Extracorporeal Cytokine Adsorption in Sepsis: Current Evidence and Future Perspectives

Abstract

Background: Sepsis and septic shock are major contributors to global morbidity and mortality. The "cytokine storm," a hyper-inflammatory response, plays a central role in sepsis pathophysiology, leading to multi-organ failure. Extracorporeal cytokine adsorption therapies, such as CytoSorb, Toraymyxin, Oxiris, HA330/380, and Seraph 100 Microbind, aim to mitigate the inflammatory response by removing circulating cytokines and other mediators. Methods: A comprehensive search of Scopus and PubMed was conducted for studies published from January 2020 to May 2025. The search terms included "sepsis," "septic shock," and "extracorporeal cytokine adsorption." Relevant studies, including clinical trials and meta-analyses, were included to assess the efficacy and safety of these therapies. Results: Extracorporeal cytokine adsorption has shown promising results in reducing cytokine levels, improving organ function, and decreasing vasopressor requirements. However, evidence regarding mortality reduction remains inconsistent. Studies have demonstrated benefits in sepsis, ARDS, and cardiogenic shock, improving organ recovery and inflammatory markers. Conclusions: Extracorporeal cytokine adsorption is a potential adjunctive therapy in sepsis management, offering improvements in organ function and inflammatory control. While the mortality benefit remains uncertain, ongoing research and large-scale clinical trials are essential to define its clinical role and optimize its application.

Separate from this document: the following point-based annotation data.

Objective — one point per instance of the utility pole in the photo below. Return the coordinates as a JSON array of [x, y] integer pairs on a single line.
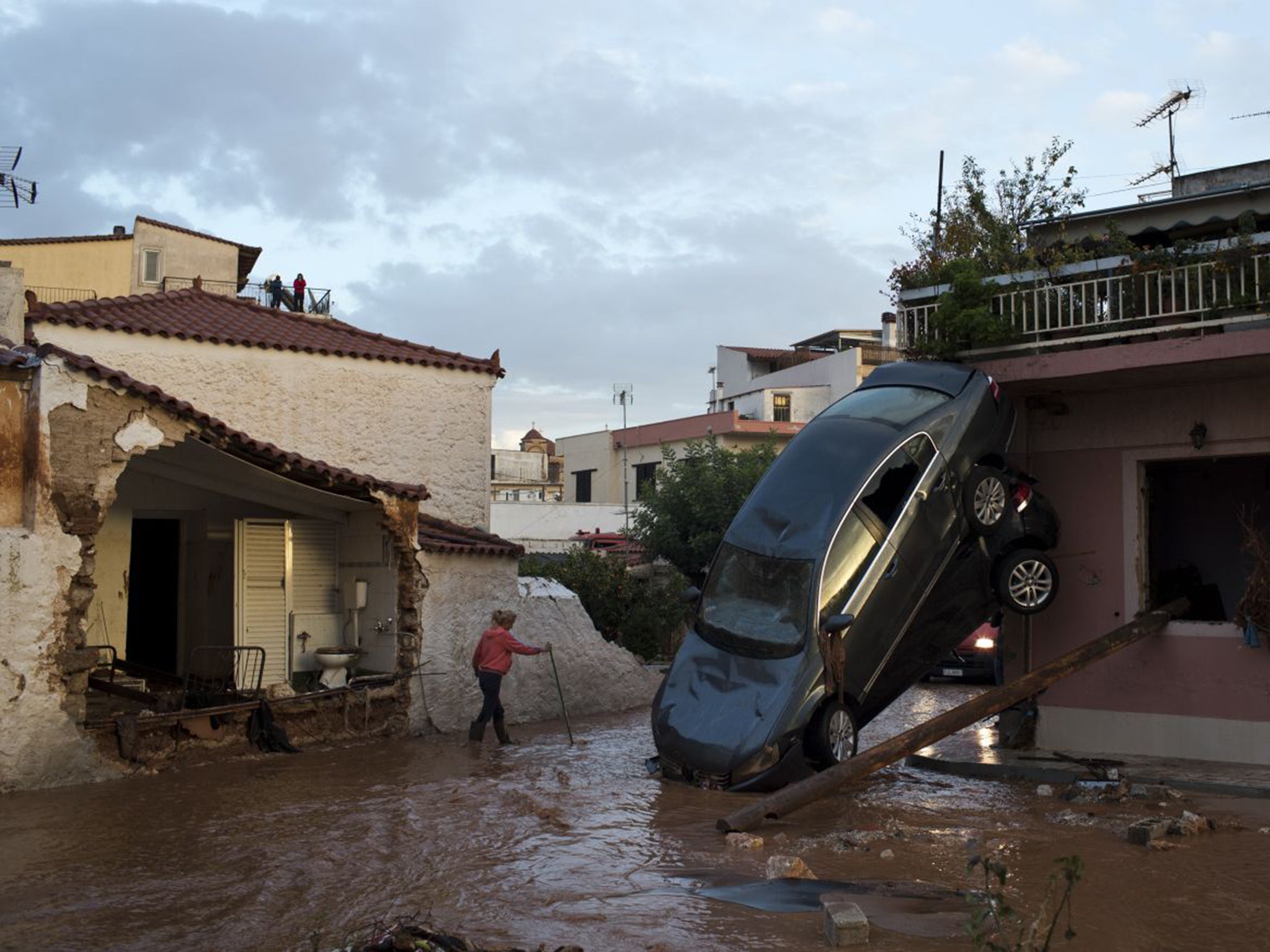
[[624, 394]]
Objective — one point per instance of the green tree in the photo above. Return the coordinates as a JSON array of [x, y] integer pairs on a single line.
[[984, 223], [695, 499]]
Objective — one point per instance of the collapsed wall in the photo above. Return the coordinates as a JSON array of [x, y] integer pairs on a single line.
[[596, 676]]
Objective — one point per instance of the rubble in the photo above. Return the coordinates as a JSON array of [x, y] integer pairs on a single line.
[[744, 840], [845, 923], [788, 867]]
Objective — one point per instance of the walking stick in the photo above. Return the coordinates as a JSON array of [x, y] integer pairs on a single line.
[[563, 708]]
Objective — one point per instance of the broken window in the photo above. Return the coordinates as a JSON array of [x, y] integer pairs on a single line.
[[646, 479], [582, 485], [1193, 530]]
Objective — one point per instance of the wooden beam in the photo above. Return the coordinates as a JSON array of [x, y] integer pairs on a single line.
[[797, 795]]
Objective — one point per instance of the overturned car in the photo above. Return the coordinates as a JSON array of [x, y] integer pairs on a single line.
[[883, 534]]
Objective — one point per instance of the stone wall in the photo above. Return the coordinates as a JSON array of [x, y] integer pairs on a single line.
[[395, 421]]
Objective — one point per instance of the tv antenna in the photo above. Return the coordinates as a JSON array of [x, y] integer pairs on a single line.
[[1183, 94], [624, 394], [13, 190]]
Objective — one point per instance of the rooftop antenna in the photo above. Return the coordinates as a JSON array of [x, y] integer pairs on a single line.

Keywords: cytokine storm; extracorporeal cytokine adsorption; inflammation; mortality; sepsis; septic shock.

Figure 1

A synopsis of sepsis/septic shock pathophysiology. Sepsis pathogenesis involves a dysregulated immune response, where the pathogen and host factors trigger an excessive inflammatory cascade (red line). A cytokine storm amplifies leukocyte, complement, and coagulation activation, leading to tissue injury. Concurrently, an anti-inflammatory response (blue line) with regulatory T cell expansion and apoptotic immune cells increases susceptibility to secondary infections. Note: CLR: C-type Lectin Receptor; IL: Interleukin; NK: Natural Killer; NLR: Nod-like Receptor; RIG: Retinoic Acid-Inducible Gene-I-Like Receptors; TLR: Toll-like Receptors; TNF- α: Tumor Necrosis Factor-Alpha.

Figure 2

Future directions of extracorporeal cytokine adsorption in sepsis: towards personalized treatment. This infographic illustrates the four core elements driving the future of extracorporeal cytokine adsorption in sepsis management: (1) biomarker-guided therapy, using biomarkers such as IL-6, cfDNA, mHLA-DR, and LPS to identify immune states and guide treatment initiation; (2) selective adsorption technologies, designed to target specific inflammatory or anti-inflammatory mediators, thereby minimizing off-target effects; (3) sepsis phenotyping, enabling the stratification of patients based on immune profiles (e.g., hyper-inflammatory vs. immunosuppressed); and (4) pharmacokinetic considerations, to optimize therapy while avoiding unintended adsorption of essential medications. Together, these pillars support a precision medicine approach aiming to tailor extracorporeal therapy to individual patient needs. Note: Cell-free DNA; mHLA-DR: Monocyte human leukocyte antigen-DR; LPS: Lipopolysaccharide.